Adapun di antara kesalahan yang termasyhur dari manhaj Khowarij adalah pengkafiran para pelaku dosa besar. Kemudian Sebagai reaksi dari kesalahan Khowarij ini, muncullah pemahaman yang menolak hubungan antara amal dan kekufuran. Manhaj ini dinamakan manhaj irja’, penganutnya dinamakan Murji’, pluralnya adalah Murji’ah, Golongan Murji’ah ini menyatakan bahwa iman seseorang tidak berkaitan dengan amal.

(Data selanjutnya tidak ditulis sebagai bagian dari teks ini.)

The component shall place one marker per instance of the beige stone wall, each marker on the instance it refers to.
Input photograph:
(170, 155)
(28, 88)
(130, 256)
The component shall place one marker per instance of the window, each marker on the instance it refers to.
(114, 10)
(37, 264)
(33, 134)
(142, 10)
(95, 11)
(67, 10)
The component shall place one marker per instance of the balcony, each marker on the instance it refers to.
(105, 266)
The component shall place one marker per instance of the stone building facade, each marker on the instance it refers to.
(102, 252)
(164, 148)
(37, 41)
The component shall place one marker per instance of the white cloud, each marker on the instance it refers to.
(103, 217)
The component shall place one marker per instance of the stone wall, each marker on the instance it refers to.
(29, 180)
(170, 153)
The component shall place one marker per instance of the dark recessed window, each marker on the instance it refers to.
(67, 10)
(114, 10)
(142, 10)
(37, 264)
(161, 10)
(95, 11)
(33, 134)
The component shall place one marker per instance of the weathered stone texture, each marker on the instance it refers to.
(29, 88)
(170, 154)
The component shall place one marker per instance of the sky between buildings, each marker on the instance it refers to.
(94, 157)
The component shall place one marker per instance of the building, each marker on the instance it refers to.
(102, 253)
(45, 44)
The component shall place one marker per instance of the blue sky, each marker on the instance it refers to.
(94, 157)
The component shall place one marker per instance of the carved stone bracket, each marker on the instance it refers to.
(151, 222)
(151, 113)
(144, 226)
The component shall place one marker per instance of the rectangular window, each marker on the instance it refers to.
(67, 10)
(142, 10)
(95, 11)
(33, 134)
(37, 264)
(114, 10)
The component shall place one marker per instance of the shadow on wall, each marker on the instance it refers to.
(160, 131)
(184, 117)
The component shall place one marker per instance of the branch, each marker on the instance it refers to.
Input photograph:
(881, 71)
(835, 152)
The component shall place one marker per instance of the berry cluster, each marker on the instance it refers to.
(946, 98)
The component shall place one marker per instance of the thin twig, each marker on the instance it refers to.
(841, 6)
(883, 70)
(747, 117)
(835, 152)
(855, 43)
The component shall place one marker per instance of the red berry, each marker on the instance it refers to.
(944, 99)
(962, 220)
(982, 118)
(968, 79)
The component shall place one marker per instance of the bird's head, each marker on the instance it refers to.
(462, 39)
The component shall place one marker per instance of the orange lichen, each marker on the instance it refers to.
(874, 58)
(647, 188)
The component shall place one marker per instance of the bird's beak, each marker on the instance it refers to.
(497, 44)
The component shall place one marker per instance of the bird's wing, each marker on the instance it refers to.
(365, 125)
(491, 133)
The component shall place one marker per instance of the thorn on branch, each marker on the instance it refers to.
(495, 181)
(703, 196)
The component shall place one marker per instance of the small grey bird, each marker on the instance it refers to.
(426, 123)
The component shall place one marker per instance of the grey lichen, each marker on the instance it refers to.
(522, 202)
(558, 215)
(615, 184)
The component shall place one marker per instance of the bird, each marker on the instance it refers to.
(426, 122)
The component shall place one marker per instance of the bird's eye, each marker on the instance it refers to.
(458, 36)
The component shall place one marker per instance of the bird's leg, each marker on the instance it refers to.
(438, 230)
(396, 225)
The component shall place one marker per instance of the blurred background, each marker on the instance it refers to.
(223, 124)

Jadi bagaimanapun buruknya perbuatan seseorang, orang itu tidak akan menjadi kafir selama di dalam hatinya masih ada kepercayaan dan lisannya masih mengucapkan dua kalimat syahadat. Pemahaman ini adalah kebalikan dari pemahaman Khowarij . Dan Kedua kelompok tadi enggan mengikuti manhaj sahabat , padahal para shahabat waktu itu banyak yang masih hidup, maka sesatlah Khowarij dan Murji’ah.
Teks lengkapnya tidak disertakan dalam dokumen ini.